Following selection, the crossover operator is applied. Usually, two parent solutions from the current generation are picked randomly for producing offspring to populate the next generation of solutions. The offspring are created from the parent solutions in such a manner that they bear characteristics from both. The offspring chromosomes are probabilistically subject to another operator called mutation, which is the addition of small random perturbations. Only a few solutions undergo mutation. Evolutionary Strategies (ES) forms another class of evolutionary algorithms that is closely related to GAs and uses similar operators as well.

Particle Swarm Optimization (PSO) is a more recent approach (Clerc, 2005). It is modeled after the social behavior of organisms such as a flock of birds or a school of fish, and thus only loosely classified as an evolutionary approach. Each solution within the population in PSO, called a particle, has a unique position in the search space. In each generation, the position of each particle is updated by the addition of the particle’s own velocity to it. The velocity of a particle, a vector, is then incremented towards best location encountered in the particle’s own history (called the individual best), as well as the best position in the current iteration (called the global best).

Key Terms in this Chapter

Elitism: A strategy in evolutionary algorithms where the best one or more solutions, called the elites, in each generation, are inserted into the next, without undergoing any change. This strategy usually speeds up the convergence of the algorithm. In a multi-objective framework, any non-dominated solution can be considered to be an elite

Fitness Landscape: A representation of the search space of an optimization problem that brings out the differences in the fitness of the solutions, such that those with good fitness are “higher”. Optimal solutions are the maxima of the fitness landscape

Multi-Objective Optimization: An optimization problem involving more than a single objective function. In such a setting, it is not easy to discriminate between good and bad solutions, as a solution, which is better than another in one objective, may be poorer in another. Without any loss of generality, any optimization problem can be cast as one involving minimizations only

Population Based Algorithm: An algorithm that maintains an entire set of candidate solutions, each solution corresponding to a unique point in the search space of the problem

Generation: A term used in evolutionary algorithms that roughly corresponds to each iteration of the outermost loop.

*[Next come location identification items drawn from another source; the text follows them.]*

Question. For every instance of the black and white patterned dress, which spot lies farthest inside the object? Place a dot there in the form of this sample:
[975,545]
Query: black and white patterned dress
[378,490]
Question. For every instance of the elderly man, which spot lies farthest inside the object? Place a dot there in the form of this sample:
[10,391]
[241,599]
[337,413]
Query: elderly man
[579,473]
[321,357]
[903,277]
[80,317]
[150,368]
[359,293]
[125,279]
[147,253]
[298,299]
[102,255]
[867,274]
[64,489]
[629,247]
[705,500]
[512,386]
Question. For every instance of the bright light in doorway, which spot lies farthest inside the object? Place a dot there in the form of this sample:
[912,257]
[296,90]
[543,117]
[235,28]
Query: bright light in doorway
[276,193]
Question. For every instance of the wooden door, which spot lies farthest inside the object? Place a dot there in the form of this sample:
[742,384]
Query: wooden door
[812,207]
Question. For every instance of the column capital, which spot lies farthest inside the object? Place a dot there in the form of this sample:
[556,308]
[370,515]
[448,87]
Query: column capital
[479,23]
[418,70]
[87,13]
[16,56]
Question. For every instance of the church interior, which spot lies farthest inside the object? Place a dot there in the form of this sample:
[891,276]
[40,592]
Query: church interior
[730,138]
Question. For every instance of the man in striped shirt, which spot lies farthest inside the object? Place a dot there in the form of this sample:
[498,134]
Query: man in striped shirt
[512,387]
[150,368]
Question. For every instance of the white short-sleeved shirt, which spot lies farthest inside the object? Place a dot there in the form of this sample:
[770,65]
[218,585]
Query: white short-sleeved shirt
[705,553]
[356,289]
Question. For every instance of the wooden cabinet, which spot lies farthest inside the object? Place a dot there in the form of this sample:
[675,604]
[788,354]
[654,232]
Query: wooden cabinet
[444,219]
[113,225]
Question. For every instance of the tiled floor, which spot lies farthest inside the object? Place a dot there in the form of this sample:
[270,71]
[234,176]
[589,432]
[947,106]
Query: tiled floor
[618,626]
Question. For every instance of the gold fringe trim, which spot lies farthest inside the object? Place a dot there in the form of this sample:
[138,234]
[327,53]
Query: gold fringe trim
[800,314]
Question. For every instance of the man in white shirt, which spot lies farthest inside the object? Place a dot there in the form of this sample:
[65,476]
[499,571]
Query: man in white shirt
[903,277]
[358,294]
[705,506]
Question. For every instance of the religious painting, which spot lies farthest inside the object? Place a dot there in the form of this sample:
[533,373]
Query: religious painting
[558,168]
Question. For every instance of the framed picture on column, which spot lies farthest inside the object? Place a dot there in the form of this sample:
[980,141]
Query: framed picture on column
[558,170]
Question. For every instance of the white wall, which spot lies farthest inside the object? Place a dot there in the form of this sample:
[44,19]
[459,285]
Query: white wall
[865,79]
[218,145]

The offspring obtained in one generation become the parents of the next.

Evolutionary Algorithm: A class of probabilistic algorithms that are based upon biological metaphors such as Darwinian evolution, and widely used in optimization

Objective Function: The function that is to be optimized. In a minimization problem, the fitness varies inversely as the objective function

Search Space: Set of all possible solutions for any given optimization problem. Almost always, a neighborhood around each solution can also be defined in the search space

Fitness: A measure that is used to determine the goodness of a solution for an optimization problem.